8th Speaker of the National Assembly of Tanzania
- Incumbent
- Assumed office 10 November 2025
- President: Samia Suluhu
- Preceded by: Tulia Ackson

Deputy Speaker of the National Assembly of Tanzania
- In office 2021 – November 2025
- President: Samia Suluhu
- Preceded by: Tulia Ackson

Member of Parliament for Ilala
- Incumbent
- Assumed office December 2005
- Preceded by: Iddi Simba

Minister of State in the Vice President's Office (Union and Environment)
- In office 23 January 2020 – 16 June 2020
- President: John Magufuli
- Preceded by: George Simbachawene
- Succeeded by: Ummy Mwalimu

Personal details
- Born: 25 May 1952 (age 74) Tanganyika
- Party: CCM
- Education: Military College of Aviation – Tanzania/Canada

= Mussa Zungu =

Speaker of the National Assembly of Tanzania

Mussa Azzan Zungu (born 25 May 1952) is a Tanzanian CCM politician and Deputy Speaker of the Tanzania National Assembly.
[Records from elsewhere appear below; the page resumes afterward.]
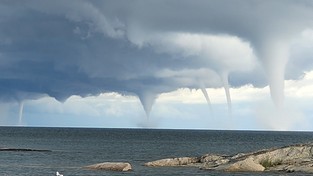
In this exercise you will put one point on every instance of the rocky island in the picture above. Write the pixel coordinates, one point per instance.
(293, 158)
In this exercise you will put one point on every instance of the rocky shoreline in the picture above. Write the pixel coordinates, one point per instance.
(293, 158)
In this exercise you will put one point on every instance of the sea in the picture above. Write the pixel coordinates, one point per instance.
(68, 150)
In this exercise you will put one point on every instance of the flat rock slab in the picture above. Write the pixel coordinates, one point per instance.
(111, 166)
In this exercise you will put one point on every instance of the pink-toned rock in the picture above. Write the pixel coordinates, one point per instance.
(111, 166)
(183, 161)
(247, 165)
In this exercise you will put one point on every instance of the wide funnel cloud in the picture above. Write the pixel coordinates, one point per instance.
(145, 48)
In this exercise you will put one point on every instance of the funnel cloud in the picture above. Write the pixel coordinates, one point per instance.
(145, 48)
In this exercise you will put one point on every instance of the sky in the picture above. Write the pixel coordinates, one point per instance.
(179, 64)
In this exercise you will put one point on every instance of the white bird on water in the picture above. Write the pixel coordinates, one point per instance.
(58, 174)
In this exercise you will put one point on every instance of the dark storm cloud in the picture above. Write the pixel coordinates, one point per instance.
(64, 48)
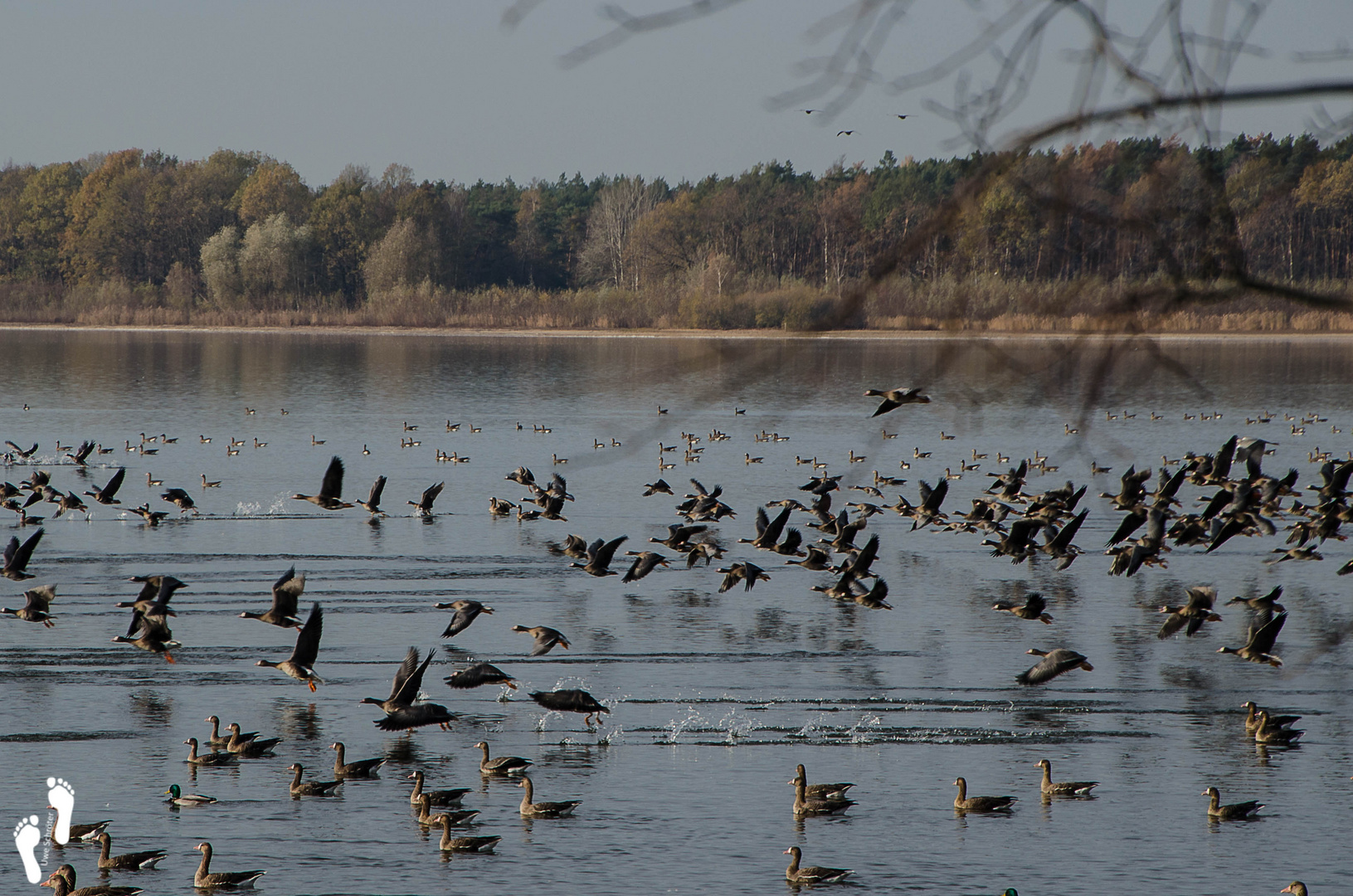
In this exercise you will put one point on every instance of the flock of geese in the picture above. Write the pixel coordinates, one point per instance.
(1239, 499)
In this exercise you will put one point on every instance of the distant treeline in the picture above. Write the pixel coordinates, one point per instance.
(145, 236)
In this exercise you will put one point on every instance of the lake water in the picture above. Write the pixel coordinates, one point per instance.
(714, 697)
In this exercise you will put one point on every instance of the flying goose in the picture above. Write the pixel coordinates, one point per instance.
(300, 664)
(330, 490)
(285, 592)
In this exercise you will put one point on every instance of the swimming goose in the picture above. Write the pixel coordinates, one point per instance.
(17, 557)
(480, 674)
(810, 806)
(1063, 788)
(1229, 812)
(1054, 664)
(465, 613)
(1031, 608)
(546, 638)
(501, 765)
(572, 700)
(1260, 645)
(819, 791)
(179, 797)
(330, 490)
(965, 803)
(894, 398)
(1272, 734)
(463, 844)
(812, 874)
(206, 879)
(37, 602)
(128, 861)
(359, 769)
(456, 818)
(310, 788)
(422, 506)
(439, 797)
(64, 881)
(300, 664)
(543, 810)
(1252, 719)
(207, 758)
(285, 593)
(249, 745)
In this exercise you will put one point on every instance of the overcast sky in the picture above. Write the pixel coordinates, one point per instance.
(447, 90)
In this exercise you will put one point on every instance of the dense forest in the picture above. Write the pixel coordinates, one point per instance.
(163, 240)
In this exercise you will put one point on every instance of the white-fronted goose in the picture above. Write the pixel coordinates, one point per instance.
(1252, 722)
(439, 797)
(463, 844)
(965, 803)
(1054, 664)
(480, 674)
(1063, 788)
(1230, 812)
(572, 700)
(501, 765)
(812, 874)
(1258, 647)
(285, 593)
(894, 398)
(17, 557)
(372, 503)
(64, 881)
(456, 818)
(179, 797)
(330, 490)
(531, 810)
(300, 664)
(249, 745)
(819, 791)
(128, 861)
(810, 806)
(422, 506)
(310, 788)
(1271, 734)
(1033, 608)
(359, 769)
(546, 638)
(37, 602)
(465, 613)
(206, 879)
(207, 758)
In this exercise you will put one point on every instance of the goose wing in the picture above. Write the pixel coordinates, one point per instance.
(332, 486)
(308, 640)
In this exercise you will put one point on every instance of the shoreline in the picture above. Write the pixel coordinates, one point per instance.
(868, 334)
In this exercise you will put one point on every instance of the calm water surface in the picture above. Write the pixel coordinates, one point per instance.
(714, 697)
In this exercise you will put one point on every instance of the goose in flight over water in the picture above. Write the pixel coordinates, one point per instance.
(330, 490)
(302, 660)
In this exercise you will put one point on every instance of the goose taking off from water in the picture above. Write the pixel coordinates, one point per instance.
(330, 490)
(300, 664)
(894, 398)
(572, 700)
(285, 592)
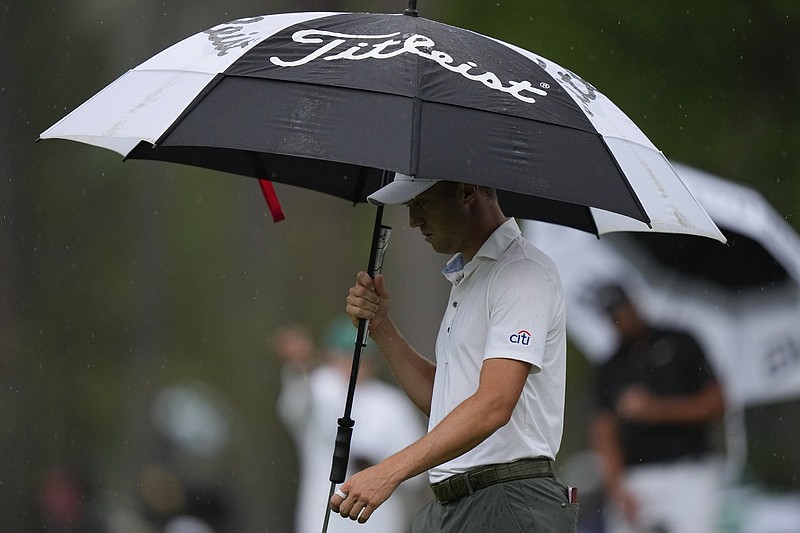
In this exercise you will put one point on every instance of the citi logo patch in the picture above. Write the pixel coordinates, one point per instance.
(522, 337)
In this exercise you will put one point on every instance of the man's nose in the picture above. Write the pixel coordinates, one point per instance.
(414, 219)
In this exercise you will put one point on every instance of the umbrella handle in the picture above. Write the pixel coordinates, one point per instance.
(341, 451)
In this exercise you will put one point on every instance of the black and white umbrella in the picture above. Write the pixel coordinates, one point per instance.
(328, 101)
(336, 102)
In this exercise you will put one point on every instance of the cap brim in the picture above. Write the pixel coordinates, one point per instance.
(403, 189)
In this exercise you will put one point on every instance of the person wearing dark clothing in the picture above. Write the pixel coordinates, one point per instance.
(657, 398)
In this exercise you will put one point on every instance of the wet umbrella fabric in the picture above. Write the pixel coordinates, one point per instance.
(327, 101)
(742, 302)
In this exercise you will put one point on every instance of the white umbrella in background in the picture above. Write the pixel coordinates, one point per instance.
(742, 302)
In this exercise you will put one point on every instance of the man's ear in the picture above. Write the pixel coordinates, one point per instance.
(469, 191)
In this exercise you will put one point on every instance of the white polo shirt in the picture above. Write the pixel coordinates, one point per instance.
(507, 302)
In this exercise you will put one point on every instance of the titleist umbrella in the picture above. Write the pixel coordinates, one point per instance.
(337, 102)
(328, 101)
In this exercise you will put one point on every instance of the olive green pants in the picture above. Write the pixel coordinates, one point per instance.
(535, 505)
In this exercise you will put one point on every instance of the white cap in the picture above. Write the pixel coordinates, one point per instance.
(401, 190)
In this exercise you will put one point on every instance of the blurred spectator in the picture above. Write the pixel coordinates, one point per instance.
(657, 399)
(311, 400)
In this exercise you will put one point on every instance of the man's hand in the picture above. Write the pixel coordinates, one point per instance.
(368, 299)
(365, 492)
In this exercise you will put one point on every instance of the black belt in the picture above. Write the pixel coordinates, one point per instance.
(460, 485)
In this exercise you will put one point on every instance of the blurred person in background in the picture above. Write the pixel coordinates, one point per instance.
(657, 401)
(313, 391)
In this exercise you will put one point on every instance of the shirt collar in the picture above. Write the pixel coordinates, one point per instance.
(493, 248)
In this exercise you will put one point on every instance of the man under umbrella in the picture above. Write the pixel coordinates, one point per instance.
(656, 400)
(495, 395)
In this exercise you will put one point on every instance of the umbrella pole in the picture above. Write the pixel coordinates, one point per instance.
(344, 433)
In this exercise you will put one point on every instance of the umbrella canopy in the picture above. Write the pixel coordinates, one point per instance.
(742, 302)
(328, 101)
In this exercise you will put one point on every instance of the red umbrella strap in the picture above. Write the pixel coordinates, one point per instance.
(272, 200)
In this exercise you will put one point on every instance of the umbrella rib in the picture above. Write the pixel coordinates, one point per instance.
(647, 220)
(194, 103)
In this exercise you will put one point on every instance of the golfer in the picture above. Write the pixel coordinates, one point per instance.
(495, 395)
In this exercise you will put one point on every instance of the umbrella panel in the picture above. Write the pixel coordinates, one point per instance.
(743, 264)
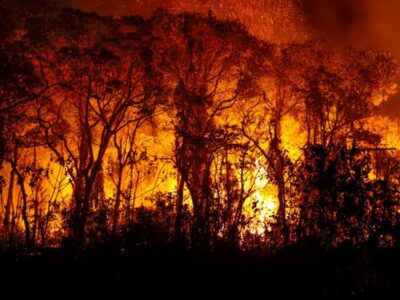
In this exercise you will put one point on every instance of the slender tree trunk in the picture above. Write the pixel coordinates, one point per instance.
(9, 206)
(117, 202)
(24, 210)
(179, 212)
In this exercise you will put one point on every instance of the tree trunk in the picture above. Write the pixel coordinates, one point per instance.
(117, 202)
(9, 206)
(179, 212)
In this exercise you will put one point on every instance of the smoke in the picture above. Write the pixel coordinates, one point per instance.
(361, 24)
(339, 21)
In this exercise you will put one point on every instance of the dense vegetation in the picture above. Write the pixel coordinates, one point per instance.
(97, 111)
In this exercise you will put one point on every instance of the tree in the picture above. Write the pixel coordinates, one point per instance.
(104, 86)
(206, 64)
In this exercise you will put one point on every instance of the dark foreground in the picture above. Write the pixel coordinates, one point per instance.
(154, 271)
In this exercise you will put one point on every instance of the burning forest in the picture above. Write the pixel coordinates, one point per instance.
(195, 131)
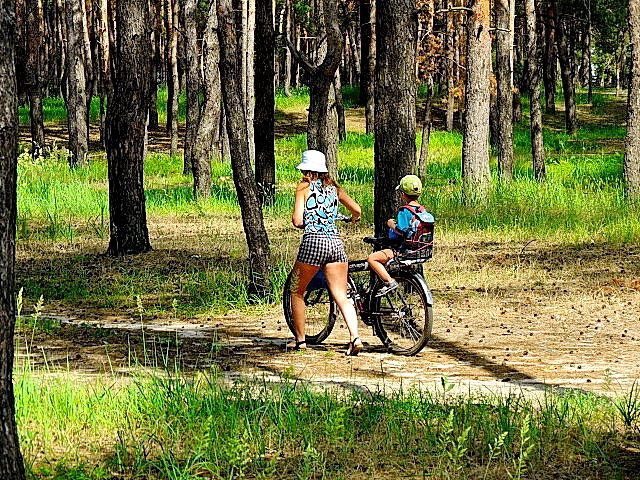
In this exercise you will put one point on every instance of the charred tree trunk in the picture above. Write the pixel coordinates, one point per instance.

He is also the incumbent Member of Parliament for Ilala constituency since 2005.

He has continued to retain the parliamentary seat in 2010 and 2015. He was appointed as the Minister of State in the Vice President's office on January 24, 2020 and server for 6 months before the parliament was dissolved on June 16, 2020. He became the Deputy Speaker following the resignation of the former Speaker Job Ndugai and the accession of Tulia Ackson.